Boeing just won a hard fought $35 billion dollar Department of Defense contract.
In a surprise twist in a long-running saga, the Air Force on Thursday awarded a $35 billion contract for aerial fueling tankers to Boeing rather than to a European company that builds Airbus planes.
This was a huge deal in 2008, when the Pentagon choose EADS, for Airbus is not an American company, and most of the work, and thus jobs would be offshore. That's your taxpayer dollars going offshore, not hiring American workers, not circulating back through the U.S. economy.
Pentagon officials said decision was based solely on price. Boeing’s bid was more than 1 percent below that of its rival, the European Aeronautic Defense and Space Company, the officials said. If the bids had been within one percent, the Air Force would have weighed 92 additional requirements for the plane as a tiebreaker, and some of those were widely thought to favor the larger EADS plane.

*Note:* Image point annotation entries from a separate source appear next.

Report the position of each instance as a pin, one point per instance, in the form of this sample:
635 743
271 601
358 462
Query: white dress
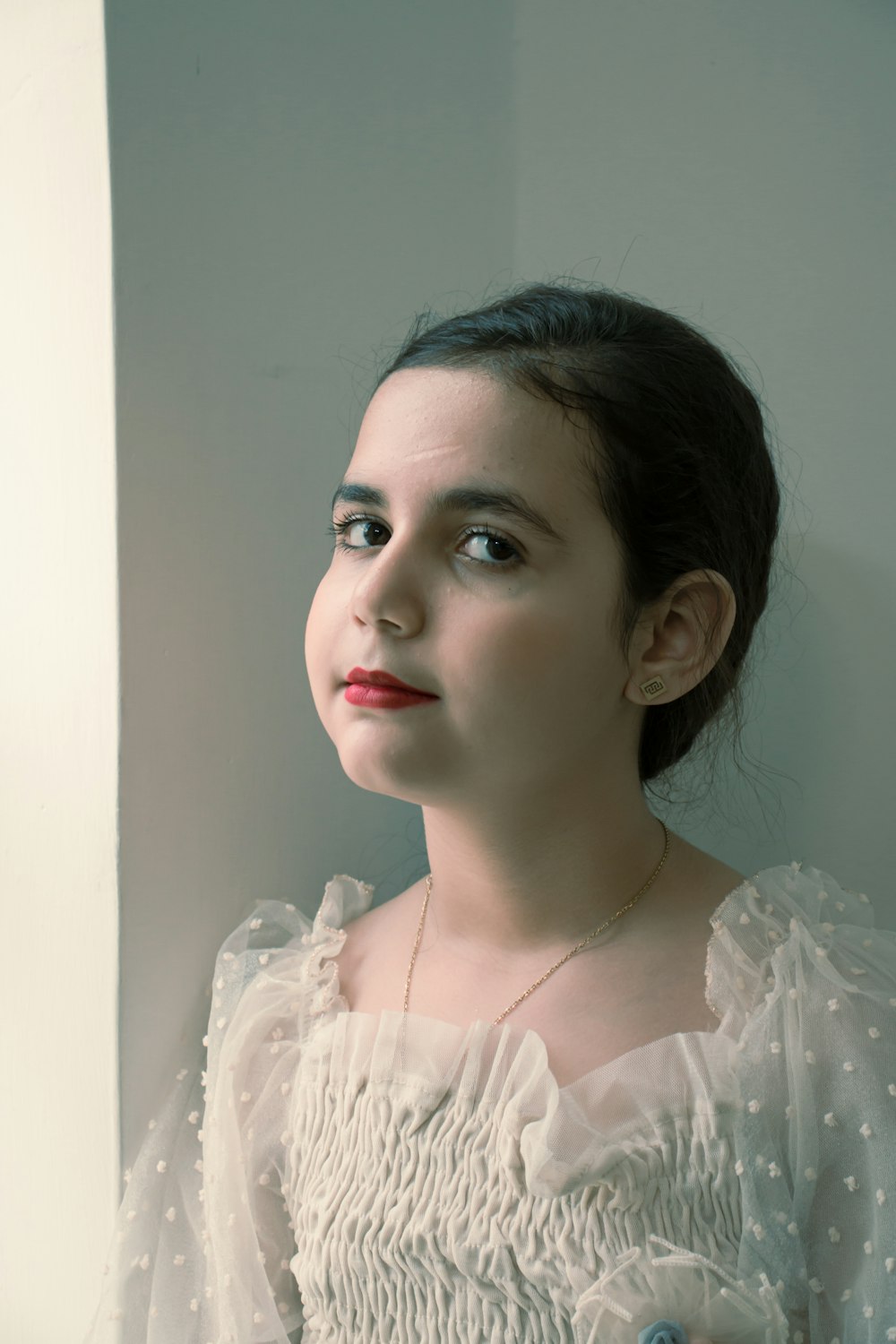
346 1176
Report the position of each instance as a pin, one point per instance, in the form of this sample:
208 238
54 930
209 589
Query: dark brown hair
681 470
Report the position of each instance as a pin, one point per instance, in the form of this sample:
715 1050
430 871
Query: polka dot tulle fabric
324 1175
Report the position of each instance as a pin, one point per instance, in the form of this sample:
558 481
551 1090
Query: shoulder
796 922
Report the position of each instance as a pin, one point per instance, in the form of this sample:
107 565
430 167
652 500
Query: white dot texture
325 1175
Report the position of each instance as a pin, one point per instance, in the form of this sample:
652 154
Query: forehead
466 418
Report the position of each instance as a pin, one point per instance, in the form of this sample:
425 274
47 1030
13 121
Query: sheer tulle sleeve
809 984
203 1239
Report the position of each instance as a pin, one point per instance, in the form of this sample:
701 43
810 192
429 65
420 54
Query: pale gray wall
290 183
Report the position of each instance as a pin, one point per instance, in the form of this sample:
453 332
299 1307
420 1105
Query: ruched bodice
349 1176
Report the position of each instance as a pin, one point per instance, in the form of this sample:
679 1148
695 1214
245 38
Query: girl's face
511 632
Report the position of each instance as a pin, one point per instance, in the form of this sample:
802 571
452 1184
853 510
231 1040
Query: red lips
378 677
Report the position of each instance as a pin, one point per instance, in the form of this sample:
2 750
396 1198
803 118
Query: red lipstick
379 690
378 677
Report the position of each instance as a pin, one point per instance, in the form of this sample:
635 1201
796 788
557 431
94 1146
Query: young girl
583 1082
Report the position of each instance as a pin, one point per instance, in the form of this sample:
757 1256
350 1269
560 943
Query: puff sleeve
807 983
204 1236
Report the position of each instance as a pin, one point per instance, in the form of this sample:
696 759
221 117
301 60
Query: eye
341 526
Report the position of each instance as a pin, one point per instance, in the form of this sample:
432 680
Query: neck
506 887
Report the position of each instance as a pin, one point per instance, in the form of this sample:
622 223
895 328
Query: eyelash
340 524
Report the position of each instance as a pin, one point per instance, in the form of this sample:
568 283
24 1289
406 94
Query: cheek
320 636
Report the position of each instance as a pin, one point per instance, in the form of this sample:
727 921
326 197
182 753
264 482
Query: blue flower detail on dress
662 1332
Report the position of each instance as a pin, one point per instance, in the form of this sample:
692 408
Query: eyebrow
460 499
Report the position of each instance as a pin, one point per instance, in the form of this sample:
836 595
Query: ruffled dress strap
203 1238
805 980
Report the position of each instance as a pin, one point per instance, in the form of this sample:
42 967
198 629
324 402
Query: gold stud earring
654 687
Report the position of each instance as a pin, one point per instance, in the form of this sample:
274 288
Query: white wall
58 672
290 183
734 163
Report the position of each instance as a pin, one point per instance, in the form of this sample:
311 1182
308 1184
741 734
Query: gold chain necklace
578 946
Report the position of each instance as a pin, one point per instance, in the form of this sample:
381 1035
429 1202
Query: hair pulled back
681 467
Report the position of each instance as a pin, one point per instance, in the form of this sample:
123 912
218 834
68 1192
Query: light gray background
290 182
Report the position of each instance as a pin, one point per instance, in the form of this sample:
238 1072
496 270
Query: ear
681 636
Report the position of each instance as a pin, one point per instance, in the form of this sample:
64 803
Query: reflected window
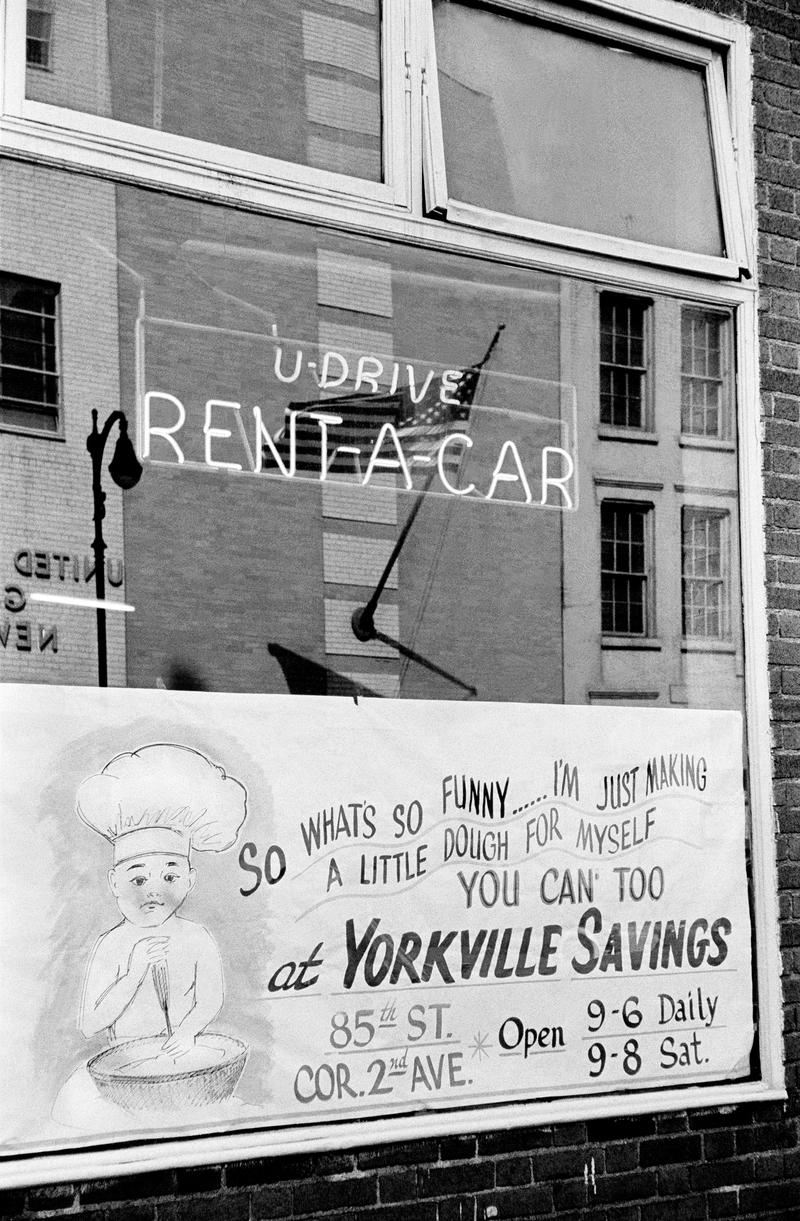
625 563
38 37
271 78
705 581
704 374
28 354
623 360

This contract eventually will be worth $100 billion dollars and a huge number of good paying jobs, 50,000 directly and over 100,000, eventually, will be in the state of Washington.
That said, now is the time to put pressure on Boeing to hire Americans. They just got a multi-billion dollar, multi-year slip lesson that labor arbitraging your labor force and offshore outsourcing will actually cost you more. Boeing wipe that egg off your face, think global, act local, bring your supply chain back state-side and place yer bets on he #1 aircraft manufacturer in the world.
These are much needed jobs and keeping those funds inside the United States helps the U.S. economy and will help Boeing compete against Airbus in other areas in the aviation manufacturing industry.
The contract could be the largest awarded for many years as military budgets tighten, and it could eventually reach $100 billion. The tankers are likely flying gas stations, and they transfer fuel in mid-flight to fighters, bombers and cargo planes.
Richard L. Aboulafia, an aviation analyst at the Teal Group in Fairfax, Va., said the victory could help Boeing in its battle with Airbus in the much larger market for passenger jets and freighters.